The paddle I remember most was the one owned by the gym teacher; although it was probably made by some other sadistic bastard who had access to good power tools. It was a solid piece of hardwood a full 3 feet in length and at least an inch thick.

The first foot of it was the handle; rounded, the length of which allowed for a two-handed grip much like a baseball bat. The remaining two feet was the business end. And every two inches there was a drilled hole – the wood shop teacher, anyone? – with one side covered with leather. The holes reduced the weight factor allowing for the maximum possible swing velocity while the leather was whetted to make for that perfect red polka dot raised welt.

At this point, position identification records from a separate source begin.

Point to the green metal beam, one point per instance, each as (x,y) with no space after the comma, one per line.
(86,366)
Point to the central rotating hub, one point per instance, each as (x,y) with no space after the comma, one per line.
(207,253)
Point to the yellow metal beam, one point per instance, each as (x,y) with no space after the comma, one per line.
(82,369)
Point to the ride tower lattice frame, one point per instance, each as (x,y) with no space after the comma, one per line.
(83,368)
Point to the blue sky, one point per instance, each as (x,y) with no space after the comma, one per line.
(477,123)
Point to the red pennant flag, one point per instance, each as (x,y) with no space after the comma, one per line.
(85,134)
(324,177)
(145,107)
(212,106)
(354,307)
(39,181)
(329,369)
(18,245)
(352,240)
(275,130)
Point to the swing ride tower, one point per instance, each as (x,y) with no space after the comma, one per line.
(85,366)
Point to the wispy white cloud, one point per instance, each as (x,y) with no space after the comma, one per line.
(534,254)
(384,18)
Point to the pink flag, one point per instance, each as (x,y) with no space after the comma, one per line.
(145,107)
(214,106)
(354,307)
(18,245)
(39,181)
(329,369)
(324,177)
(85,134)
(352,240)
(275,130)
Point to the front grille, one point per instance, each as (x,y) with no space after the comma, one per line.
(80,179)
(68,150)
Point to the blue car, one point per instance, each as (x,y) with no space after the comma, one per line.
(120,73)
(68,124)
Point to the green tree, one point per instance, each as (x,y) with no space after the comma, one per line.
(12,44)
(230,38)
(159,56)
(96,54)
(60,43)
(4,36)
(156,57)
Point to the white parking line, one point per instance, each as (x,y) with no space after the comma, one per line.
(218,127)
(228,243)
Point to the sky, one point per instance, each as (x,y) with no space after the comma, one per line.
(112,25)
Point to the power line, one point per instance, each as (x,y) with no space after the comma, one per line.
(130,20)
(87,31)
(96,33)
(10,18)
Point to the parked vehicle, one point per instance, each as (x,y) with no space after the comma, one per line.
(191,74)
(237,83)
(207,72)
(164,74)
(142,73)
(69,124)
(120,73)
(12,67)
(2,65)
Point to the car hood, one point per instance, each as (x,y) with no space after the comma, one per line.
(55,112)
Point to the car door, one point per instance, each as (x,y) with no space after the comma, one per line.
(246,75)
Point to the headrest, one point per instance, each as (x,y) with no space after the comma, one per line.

So anyway, one fine morning I was in the school foyer chatting with my girlfriend when out of nowhere Craig Wormell tackles me to the floor and proceeds to start a fight. We somehow got extricated and to save face in front of my girlfriend and all those kids who had witnessed the attack I told Wormell that I’d see him after school.

Word spread like wildfire. The fifteen or twenty kids that were there each told a couple of other kids and by second period even my teachers knew I was going to be in a fight. Mrs. Say liked me probably because I liked reading and enjoyed her class. And I remember her asking me not to fight.

And believe me I didn’t want to fight. Especially not that kid. Wormell was a strong farm boy who had 4 inches and thirty pounds on me. So I spent the entire day sweating it out, most certain that I was going to take a pretty serious ass-beating.

Finally the bell rang and I and my two main buddies at the time made our way across the street to the railroad tracks behind the local newspaper plant.

I about wet myself. Half the school was already there. Probably two or three hundred kids parted the way to where I found Wormell waiting for me with his fists bunched up.

I was so scared I smiled. That fight was the first time that I discovered that sheer terror makes me smile. Probably more of a rictus than an actual smile, but go figure because it’s the absolute truth.

So smiling, I walked up to him and hit him as hard as I could right in the face. And then again. And again. And again. I jabbed with my right and then nailed him with my left. Over and over again. I must have hit him fifty or sixty times in the first 2-3 minutes of the fight. And in that time he hadn’t landed a single punch.

But he wasn’t going down. He was just bleeding. My older 9th grade buddy, Horniman yelled at me to quit fucking around and end it already. Kids were thinking that because I was smiling that I was deliberately tormenting the guy when in reality I lacked the power to knock him on his ass. I was after all just a skinny, twitchy, fast white boy.

Finally out of the middle of nowhere he nails me with a powerful roundhouse to the side of the head and for an indeterminate period of time the world went dark. I didn’t feel the punch – there was no pain – but I was knocked out, yet was somehow still on my feet.
Just as remarkably as me still standing, he didn’t immediately follow up with another punch.

And then just like angels from heaven, the police arrived and broke it up.

So I ended up winning a fight that I had no right to win.

The next day in school just about everyone came by and shook my hand or pounded me on the back. Even Wormell stopped by my locker and apologized. And he looked like shit. Both eyes were swollen, one completely shut and his entire face was one massive reddish-purple bruise.

And Mr. Splan? On my way out the door after woodshop he wryly looked at me and said (and I quote), “Clark, I didn’t think you could lick your own lips.”